[Reseña] Flash: Renacimiento

Leer tomos de ECC Ediciones como Flash: Renacimiento a estas alturas es un poco confuso, ya que se trata de un inicio de una serie inmediatamente anterior a los Nuevos 52, por lo que sabes que su final va a ser, cuanto menos, abrupto. Aún así, supone un hito de obligada lectura, ya que es la serie que recupera de forma permanente a Barry Allen de la galería de superhéroes fallecidos después de décadas enterrado.

Esta titánica tarea recayó sobre los hombres del gran Geoff Johns, que de Flash sabe un rato, y que no dudó en hacer frente a todo un reto tanto para él como para los lectores, puesto que aquí pensaba de igual manera el complacer a los antiguos fans del personaje, encajarlo en los esquemas de los que habían crecido con Wally West y presentarlo a los recién llegados.

En esta aventura, Johns forma equipo con el dibujante Ethan Van Sciver, con el que ya formó equipo en Green Lantern: Renacimiento trayendo de vuelta a Hal Jordan, y con el que repite la fórmula para resucitar al mejor amigo del Linterna Verde. Tenemos pues, con todos estos elementos, una serie de prometedoras páginas por delante.

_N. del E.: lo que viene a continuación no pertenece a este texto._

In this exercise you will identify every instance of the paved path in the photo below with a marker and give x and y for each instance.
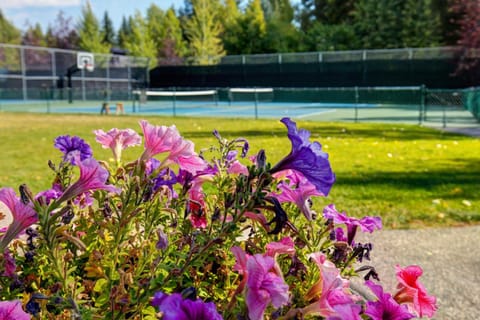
(469, 131)
(449, 257)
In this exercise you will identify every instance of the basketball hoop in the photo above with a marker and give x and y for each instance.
(85, 60)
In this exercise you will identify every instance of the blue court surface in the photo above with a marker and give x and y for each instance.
(261, 110)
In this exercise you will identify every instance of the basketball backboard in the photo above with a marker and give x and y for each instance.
(85, 60)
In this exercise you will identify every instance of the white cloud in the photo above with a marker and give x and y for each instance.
(16, 4)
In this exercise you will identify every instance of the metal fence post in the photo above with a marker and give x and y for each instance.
(422, 111)
(357, 98)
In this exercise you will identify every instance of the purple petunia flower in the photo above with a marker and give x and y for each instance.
(174, 307)
(71, 147)
(12, 310)
(117, 140)
(298, 190)
(307, 158)
(385, 307)
(92, 177)
(22, 215)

Y la forma de abordar esto no es otra que con la amiga retrocontinuidad, un recurso muy usado por Johns que, guste o no guste, usa con maestría. Esto lo lleva a cabo enlazando el pasado de Allen con el presente y el futuro de la familia Flash, haciendo volver también al villano Zoom para posicionarse como el detonador que dio origen a Flash y que provocó muchos de los eventos más importante de la vida de Allen. Como digo, esta historia sirve de enlace entre todo eso y el legado del traje escarlata, que no solo incluye a Wally West, sino que tira de pasado con Jay Garrick o de futuro con Bart Allen. Obviamente, esto es perfecto para hacer lo que comentaba antes, que es captar a todo tipo de lector, ya sea fan de toda la vida del personaje o un novato que quiere dar el salto.

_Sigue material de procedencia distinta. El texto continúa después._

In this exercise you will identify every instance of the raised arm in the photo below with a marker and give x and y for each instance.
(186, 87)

Los dibujos de Van Sciver son lo que todos esperamos de él, correctos en su estilo y en su resultado, lo cual es sencillamente perfecto para lo que nos quiere contar Johns. Es como si el dibujante se hubiese dedicado toda su vida a dibujar a Flash, teniendo en cuenta que la gran cantidad de escenas a gran velocidad podrían suponer un problema en manos poco agraciadas. Dicho esto, poco más podemos decir cuando ni siquiera podemos destacar un elemento negativo.

En definitiva, esta obra como tal está bien estructurada y bien llevada por un Johns que, si bien es uno de los grandes, en esta época no atravesaba su mejor momento. Sin embargo, muchos seguimos pensando que traer de vuelta a Barry Allen fue poco menos que un error. Y es que su muerte fue por todo lo alto, y su sacrificio le había convertido en un mito y un pilar de un Universo DC que había encontrado a un gran (para muchos mejor) Flash en Wally West. ¿El resultado? Pues como se ha visto, la vuelta de Allen al estrellato y la bajada a los infiernos sin merecerlo de un West que luchó duro para nada.